Saturn's hexagon is a persistent approximately hexagonal cloud pattern around the north pole of the planet Saturn, located at about 78°N.
The sides of the hexagon are about 14500 km long, which is about 2000 km longer than the diameter of Earth. The hexagon is around 300 km high, and may be a jet stream made of atmospheric gases moving at 320 km/h. It rotates with a period of 10h 39m 24s, the same period as Saturn's radio emissions from its interior. The hexagon does not shift in longitude like other clouds in the visible atmosphere.
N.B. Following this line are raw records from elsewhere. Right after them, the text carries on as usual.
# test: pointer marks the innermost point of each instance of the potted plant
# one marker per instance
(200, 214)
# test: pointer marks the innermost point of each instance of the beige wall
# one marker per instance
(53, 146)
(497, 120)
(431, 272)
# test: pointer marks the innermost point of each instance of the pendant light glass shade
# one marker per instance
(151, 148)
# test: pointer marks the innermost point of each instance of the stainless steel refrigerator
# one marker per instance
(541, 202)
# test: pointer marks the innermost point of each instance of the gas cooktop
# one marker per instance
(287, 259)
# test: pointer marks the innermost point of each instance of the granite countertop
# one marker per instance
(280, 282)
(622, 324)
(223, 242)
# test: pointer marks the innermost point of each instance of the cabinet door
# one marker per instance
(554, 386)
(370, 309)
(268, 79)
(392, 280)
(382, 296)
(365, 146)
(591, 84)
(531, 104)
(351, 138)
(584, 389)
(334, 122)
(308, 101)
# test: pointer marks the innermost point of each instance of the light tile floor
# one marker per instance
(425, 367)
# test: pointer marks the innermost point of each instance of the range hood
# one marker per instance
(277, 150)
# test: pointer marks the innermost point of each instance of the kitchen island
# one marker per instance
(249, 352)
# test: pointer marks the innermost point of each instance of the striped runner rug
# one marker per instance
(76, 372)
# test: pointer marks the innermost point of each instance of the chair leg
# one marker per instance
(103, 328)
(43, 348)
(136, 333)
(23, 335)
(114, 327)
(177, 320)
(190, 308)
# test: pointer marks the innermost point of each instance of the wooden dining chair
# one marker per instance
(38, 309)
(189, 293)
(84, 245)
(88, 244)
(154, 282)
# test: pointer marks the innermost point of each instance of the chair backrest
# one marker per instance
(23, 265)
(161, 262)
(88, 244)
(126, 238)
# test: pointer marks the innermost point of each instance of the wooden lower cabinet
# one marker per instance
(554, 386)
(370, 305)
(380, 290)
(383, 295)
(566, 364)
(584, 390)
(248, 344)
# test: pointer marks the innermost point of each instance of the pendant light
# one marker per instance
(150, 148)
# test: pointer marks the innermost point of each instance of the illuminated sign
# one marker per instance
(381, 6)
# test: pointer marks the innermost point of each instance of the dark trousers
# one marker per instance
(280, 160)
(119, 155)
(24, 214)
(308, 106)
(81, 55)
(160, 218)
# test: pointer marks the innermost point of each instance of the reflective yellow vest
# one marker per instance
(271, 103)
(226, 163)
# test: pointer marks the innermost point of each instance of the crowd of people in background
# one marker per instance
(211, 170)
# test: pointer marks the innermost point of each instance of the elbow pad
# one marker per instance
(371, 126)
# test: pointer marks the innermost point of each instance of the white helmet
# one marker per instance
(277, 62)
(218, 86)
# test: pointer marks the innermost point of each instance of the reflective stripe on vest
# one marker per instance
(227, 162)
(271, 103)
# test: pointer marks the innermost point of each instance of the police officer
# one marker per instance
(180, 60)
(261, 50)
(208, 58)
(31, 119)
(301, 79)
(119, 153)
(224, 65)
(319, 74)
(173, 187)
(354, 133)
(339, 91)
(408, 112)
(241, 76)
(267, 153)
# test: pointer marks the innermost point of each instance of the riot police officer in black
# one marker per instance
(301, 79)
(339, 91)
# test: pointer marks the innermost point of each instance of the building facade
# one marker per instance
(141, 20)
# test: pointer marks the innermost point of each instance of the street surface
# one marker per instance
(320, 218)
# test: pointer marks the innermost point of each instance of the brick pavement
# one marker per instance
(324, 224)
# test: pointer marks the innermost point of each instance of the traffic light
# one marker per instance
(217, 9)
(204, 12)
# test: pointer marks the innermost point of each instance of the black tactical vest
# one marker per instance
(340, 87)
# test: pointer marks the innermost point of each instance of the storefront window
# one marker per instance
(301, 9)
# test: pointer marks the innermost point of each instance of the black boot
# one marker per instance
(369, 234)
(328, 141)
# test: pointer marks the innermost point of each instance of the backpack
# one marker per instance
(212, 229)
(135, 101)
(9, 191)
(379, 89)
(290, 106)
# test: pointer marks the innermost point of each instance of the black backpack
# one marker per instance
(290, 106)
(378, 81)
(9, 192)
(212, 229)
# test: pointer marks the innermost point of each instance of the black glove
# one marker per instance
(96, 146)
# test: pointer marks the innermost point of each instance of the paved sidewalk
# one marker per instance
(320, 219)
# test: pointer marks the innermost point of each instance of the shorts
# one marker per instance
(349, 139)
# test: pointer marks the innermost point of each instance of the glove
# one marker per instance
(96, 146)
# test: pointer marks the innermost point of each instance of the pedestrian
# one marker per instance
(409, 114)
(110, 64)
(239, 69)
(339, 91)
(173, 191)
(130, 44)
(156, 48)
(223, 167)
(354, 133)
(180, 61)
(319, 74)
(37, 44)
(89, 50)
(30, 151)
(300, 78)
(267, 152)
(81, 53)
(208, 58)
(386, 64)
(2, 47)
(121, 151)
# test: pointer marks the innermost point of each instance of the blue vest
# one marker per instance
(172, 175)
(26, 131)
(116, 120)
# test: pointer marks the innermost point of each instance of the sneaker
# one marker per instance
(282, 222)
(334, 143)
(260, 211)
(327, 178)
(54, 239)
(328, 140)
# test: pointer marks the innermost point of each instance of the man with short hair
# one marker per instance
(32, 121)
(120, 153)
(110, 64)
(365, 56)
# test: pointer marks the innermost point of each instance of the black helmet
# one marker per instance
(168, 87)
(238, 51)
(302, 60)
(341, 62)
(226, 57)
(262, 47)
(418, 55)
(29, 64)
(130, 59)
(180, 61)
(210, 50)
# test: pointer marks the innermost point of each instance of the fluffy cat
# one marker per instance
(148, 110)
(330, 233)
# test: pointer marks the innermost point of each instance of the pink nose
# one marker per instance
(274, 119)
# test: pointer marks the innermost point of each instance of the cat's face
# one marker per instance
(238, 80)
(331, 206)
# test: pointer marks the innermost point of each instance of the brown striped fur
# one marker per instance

Saturn's hexagon was discovered during the Voyager mission in 1981, and was later revisited by Cassini-Huygens in 2006. During the Cassini mission, the hexagon changed from a mostly blue color to more of a golden color. Saturn's south pole does not have a hexagon, as verified by Hubble observations. It does, however, have a decagon-shaped atmospheric wave pattern.
Multiple hypotheses for the hexagonal cloud pattern have been developed.

==Discovery==
Saturn's polar hexagon was discovered by David Godfrey in 1987 from piecing together fly-by views from the 1981 Voyager mission,
and was revisited in 2006 by the Cassini mission.

Cassini was able to take only thermal infrared images of the hexagon until it passed into sunlight in January 2009.
Cassini was also able to take a video of the hexagonal weather pattern while traveling at the same speed as the planet, therefore recording only the movement of the hexagon.

==Color==

2013 and 2017: hexagon color changes

Between 2012 and 2016, the hexagon changed from a mostly blue color to more of a golden color. One hypothesis for this is that sunlight is creating haze as the pole is exposed to sunlight due to the change in season. These changes were observed by the Cassini spacecraft.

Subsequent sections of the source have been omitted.